Dopo la pace, sul primo volo tra Etiopia ed Eritrea hanno offerto rose e champagne

L’accordo storico ha messo fine alla guerra tra i due Paesi e ristabilito rapporti pacifici se non cordiali. Il tutto candida i due Paesi al Nobel per la Pace, soffiandolo al povero Donald Trump

Un’ora di volo che cancella vent’anni di storia. Anzi, di guerra. Il primo tragitto dell’Ethiopian Airlines diretto ad Asmara, dopo la pace siglata tra Etiopia e Eritrea lo scorso nove luglio è storico. Lungo il corridoio vengono distribuiti rose e champagne. I passeggeri cantano e ballano. E quando arrivano, scoppiano a piangere perché, dopo una separazione lunghissima, possono riabbracciare i loro parenti.

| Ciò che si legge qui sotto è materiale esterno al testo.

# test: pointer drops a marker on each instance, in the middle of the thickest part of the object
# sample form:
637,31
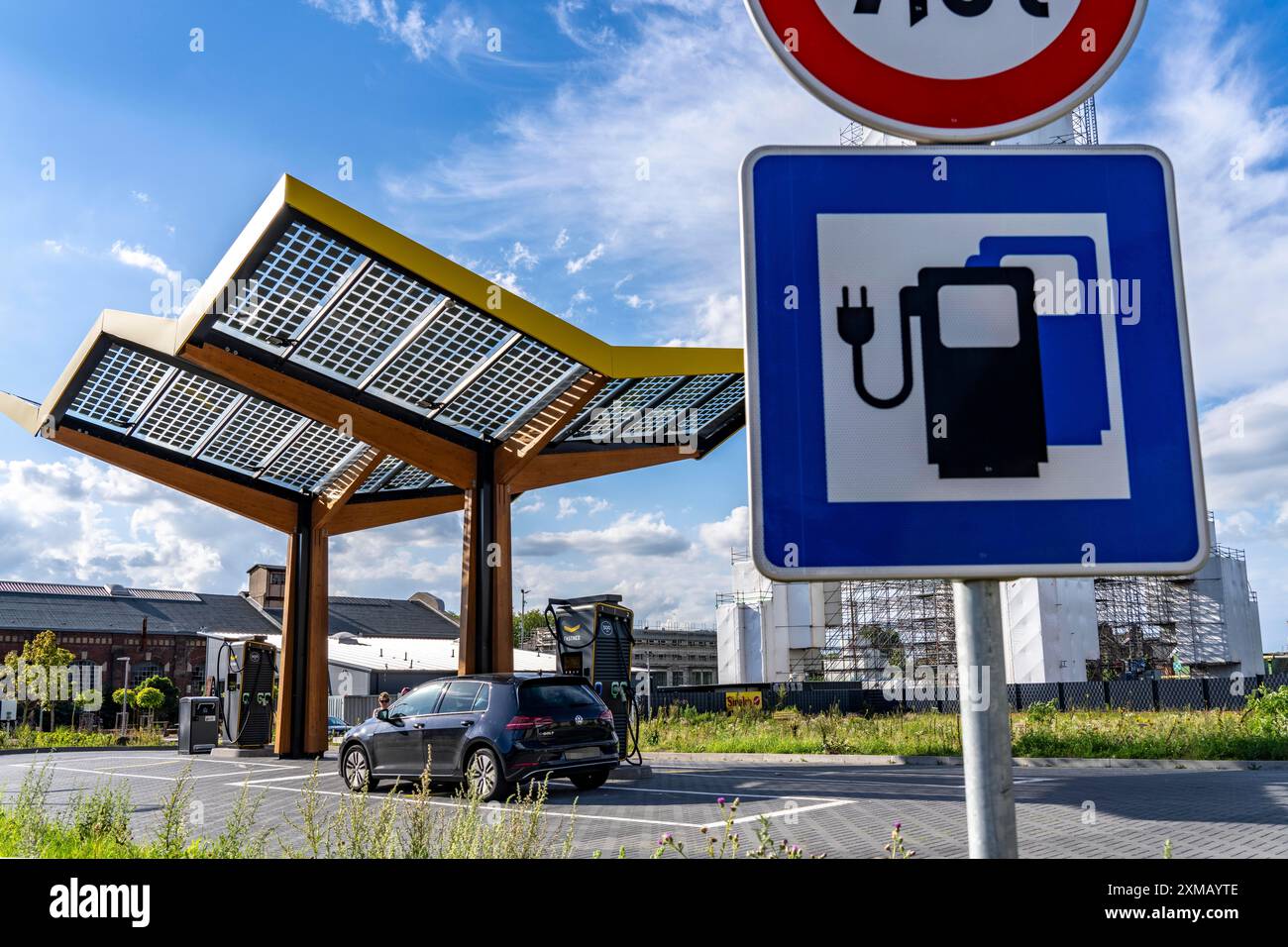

È la fine della “non guerra” combattuta tra i due Paesi, al termine di un lungo processo cominciato con la secessione dell’Eritrea nel 1993, seguito da una guerra violenta (circa 80mila morti) per alcune questioni di confine e segnato da una decisione delle Nazioni Unite secondo cui l’Etiopia avrebbe dovuto restituire all’Eritrea la città di Badme, cosa che non ha mai fatto (e ancora adesso non è chiaro se farà). Ma adesso i due Paesi sono in pace, almeno in via ufficiale: i rapporti si possono distendere, gli aerei tornano a volare e gli antichi profughi rivedono i loro parenti.

Sul primo volo diretto ad Asmara c’era anche l’ex presidente Hailemariam Desalegn, molto emozionato. “È un momento d’oro per i due Paesi e per i due popoli”, ha detto alla Bbc.

Di sicuro l’accordo, che arriva a chiudere anni di conflitto e rapporti difficili tra due Stati, sarà di beneficio per tutti.

L’unico forse che ne soffrirà è il povero Donald Trump: questa nuova riappacificazione richia di oscurare il suo incontro (storico) di qualche settimana fa con Kim Jong-un e, cosa ancora peggiore, soffiargli l’assegnazione del Nobel della Pace. Ci resterebbe molto male.